Factors that affect your performance while running: Part 1
Do you notice your arms moving side to side when you’re running? Do you want a longer stride or to increase your PR? Do you have one knee or ankle that won’t stop bothering you?
No matter what your running goal is, these tips are important to keep your body healthy and maintain a functional stride with fewer injuries. The worst setback while training is an injury. Let’s discuss tips on how to recognize an injury before it happens.
Part 1: Arm motion
The purpose of arm motion while running is to help propel the body forward and maintain the cross-crawl pattern. The ideal pattern for the arms is a slight bend in the elbow while moving forward and back, in opposition to the legs to maintain balance. By keeping this forward motion there is no loss of energy throughout the stride, and the forward momentum is increased. Often runners lose the momentum in their forward stride due to their arms. A rotation in posture can cause a side-to-side motion of the arms instead of forward and back. See Figure 1 and 2 below. When this side-to-side motion occurs, the momentum in the upper body counteracts the momentum in the lower body. The lower body reacts by increasing the stress or weight carried by one side to even out the rotation. Over time the knee tracking pattern and the ankle strike pattern become uneven resulting in injury. Arm motion is one cause of an uneven gait cycle, that creates a loss of energy, a decreased stride length, decreased PR, and an increased risk of injury.
“I think I have a rotation in my posture, what should I do?”

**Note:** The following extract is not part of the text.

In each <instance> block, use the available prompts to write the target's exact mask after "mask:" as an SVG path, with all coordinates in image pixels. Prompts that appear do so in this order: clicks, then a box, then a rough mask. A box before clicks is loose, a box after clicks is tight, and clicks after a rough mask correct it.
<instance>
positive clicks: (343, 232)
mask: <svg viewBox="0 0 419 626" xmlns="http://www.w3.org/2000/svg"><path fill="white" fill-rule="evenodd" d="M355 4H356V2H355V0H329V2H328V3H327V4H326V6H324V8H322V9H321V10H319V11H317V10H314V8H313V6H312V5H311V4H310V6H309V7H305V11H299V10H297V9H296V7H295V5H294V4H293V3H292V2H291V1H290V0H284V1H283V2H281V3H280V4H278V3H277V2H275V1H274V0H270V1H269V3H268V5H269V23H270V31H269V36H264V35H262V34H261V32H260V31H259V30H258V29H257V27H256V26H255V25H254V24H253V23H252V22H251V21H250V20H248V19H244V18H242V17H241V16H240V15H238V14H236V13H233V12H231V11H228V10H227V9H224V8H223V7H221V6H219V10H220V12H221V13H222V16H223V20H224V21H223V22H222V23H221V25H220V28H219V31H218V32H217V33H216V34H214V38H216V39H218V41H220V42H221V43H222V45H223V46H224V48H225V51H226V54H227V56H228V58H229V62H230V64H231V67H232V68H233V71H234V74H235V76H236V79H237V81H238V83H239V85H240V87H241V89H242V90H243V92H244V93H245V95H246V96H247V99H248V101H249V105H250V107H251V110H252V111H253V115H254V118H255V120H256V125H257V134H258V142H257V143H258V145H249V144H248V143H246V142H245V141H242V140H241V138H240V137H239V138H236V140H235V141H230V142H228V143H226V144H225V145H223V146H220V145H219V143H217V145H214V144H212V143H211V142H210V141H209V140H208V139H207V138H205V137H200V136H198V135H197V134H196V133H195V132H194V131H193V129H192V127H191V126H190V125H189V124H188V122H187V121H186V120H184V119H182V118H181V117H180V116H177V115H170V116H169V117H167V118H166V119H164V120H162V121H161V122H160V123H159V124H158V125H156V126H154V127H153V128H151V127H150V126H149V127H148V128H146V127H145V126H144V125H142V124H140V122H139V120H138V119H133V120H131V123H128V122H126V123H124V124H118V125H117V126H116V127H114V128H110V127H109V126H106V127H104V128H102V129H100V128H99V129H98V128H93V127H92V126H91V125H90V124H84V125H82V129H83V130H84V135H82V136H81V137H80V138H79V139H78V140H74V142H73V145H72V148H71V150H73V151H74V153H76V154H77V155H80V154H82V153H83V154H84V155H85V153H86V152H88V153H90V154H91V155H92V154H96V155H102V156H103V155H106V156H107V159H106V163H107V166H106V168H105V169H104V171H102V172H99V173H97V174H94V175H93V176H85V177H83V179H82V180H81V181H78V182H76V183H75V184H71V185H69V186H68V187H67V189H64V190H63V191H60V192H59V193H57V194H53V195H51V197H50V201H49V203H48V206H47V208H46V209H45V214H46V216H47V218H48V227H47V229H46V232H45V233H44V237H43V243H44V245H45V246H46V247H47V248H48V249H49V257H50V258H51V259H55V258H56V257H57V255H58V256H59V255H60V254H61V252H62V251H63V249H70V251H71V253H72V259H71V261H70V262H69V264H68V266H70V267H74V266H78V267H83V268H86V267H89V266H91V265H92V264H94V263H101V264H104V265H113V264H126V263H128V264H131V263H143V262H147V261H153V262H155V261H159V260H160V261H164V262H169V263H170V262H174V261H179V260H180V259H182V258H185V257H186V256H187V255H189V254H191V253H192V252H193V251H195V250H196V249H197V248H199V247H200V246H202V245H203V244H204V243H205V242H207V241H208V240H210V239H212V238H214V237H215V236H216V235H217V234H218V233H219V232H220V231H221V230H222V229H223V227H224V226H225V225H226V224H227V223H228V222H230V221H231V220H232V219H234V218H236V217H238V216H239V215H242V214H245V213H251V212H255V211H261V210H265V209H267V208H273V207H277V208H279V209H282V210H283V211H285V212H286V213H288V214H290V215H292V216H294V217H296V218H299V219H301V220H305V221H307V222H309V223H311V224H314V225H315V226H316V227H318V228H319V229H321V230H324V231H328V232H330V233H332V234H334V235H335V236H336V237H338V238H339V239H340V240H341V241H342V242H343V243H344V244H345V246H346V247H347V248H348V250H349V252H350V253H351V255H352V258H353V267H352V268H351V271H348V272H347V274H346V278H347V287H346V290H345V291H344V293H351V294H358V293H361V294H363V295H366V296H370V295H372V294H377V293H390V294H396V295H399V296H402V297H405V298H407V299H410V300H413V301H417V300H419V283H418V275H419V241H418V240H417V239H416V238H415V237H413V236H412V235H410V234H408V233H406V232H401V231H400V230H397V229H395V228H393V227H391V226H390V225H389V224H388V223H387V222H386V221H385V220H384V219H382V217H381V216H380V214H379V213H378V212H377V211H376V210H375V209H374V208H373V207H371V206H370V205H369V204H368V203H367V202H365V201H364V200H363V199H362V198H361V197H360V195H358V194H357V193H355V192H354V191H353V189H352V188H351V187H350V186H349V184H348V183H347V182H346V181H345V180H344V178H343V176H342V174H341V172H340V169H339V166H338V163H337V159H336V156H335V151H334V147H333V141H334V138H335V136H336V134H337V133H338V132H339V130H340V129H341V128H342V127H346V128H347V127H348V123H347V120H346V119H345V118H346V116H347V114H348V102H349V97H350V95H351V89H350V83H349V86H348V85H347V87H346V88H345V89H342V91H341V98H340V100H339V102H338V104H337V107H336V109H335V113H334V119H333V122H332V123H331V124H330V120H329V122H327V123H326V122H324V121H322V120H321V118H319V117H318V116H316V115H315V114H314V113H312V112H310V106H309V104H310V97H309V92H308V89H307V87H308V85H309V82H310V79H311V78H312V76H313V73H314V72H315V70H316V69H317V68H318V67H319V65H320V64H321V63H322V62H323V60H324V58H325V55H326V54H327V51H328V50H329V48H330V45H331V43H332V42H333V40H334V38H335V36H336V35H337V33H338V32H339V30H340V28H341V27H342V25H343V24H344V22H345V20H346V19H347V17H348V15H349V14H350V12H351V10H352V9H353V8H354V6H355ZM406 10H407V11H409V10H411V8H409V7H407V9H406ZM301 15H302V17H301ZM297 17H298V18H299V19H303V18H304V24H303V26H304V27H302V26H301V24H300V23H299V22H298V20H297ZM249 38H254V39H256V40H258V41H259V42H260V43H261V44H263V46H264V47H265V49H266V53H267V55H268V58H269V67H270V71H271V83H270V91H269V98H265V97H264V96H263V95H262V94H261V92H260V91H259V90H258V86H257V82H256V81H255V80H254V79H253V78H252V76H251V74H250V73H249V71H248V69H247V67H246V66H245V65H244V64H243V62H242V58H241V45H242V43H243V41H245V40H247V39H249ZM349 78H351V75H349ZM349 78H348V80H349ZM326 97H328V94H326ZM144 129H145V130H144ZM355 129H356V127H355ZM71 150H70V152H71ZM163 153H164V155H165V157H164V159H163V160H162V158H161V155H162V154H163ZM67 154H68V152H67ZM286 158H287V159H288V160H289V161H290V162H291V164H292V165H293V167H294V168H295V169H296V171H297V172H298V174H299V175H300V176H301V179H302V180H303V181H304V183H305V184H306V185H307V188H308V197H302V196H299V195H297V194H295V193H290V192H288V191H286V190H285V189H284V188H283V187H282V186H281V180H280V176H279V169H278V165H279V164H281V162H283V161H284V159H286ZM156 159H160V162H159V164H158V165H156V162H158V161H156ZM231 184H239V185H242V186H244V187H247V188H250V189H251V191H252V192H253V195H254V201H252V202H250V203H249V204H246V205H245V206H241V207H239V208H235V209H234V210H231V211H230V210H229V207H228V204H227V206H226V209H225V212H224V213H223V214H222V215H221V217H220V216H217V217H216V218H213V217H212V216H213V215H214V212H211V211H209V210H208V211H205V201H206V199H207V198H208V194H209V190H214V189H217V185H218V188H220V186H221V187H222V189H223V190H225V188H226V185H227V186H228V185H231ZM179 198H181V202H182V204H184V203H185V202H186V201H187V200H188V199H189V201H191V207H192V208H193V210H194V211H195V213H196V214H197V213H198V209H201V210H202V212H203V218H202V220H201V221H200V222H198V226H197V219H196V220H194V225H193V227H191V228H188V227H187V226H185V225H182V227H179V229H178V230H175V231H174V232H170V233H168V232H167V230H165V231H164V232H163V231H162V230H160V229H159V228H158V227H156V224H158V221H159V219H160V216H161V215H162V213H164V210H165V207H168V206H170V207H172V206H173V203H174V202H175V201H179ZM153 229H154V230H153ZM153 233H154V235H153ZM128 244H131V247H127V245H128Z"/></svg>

A rotation in your posture can be caused by many things. If you suspect that you have a rotation in your posture it’s important to get checked out by your Chiropractic BioPhysics® Licensed Chiropractor. The chiropractor will analyze your posture in segments from your head to your feet and then look at your posture as a whole.
Ways to retrain your running pattern:
Once you have determined the cause of your rotation it is important to retrain your stride and upper-body motion before you begin training aggressively. Start with a brisk walk. Keeping a slight bend in the arms, and your hands relaxed with the thumbs up, practice swinging from your shoulders. Once you are able to maintain your forward-and-back motion, slowly increase your speed. As you increase speed make sure to match the speed of your arm swing to the speed of your stride.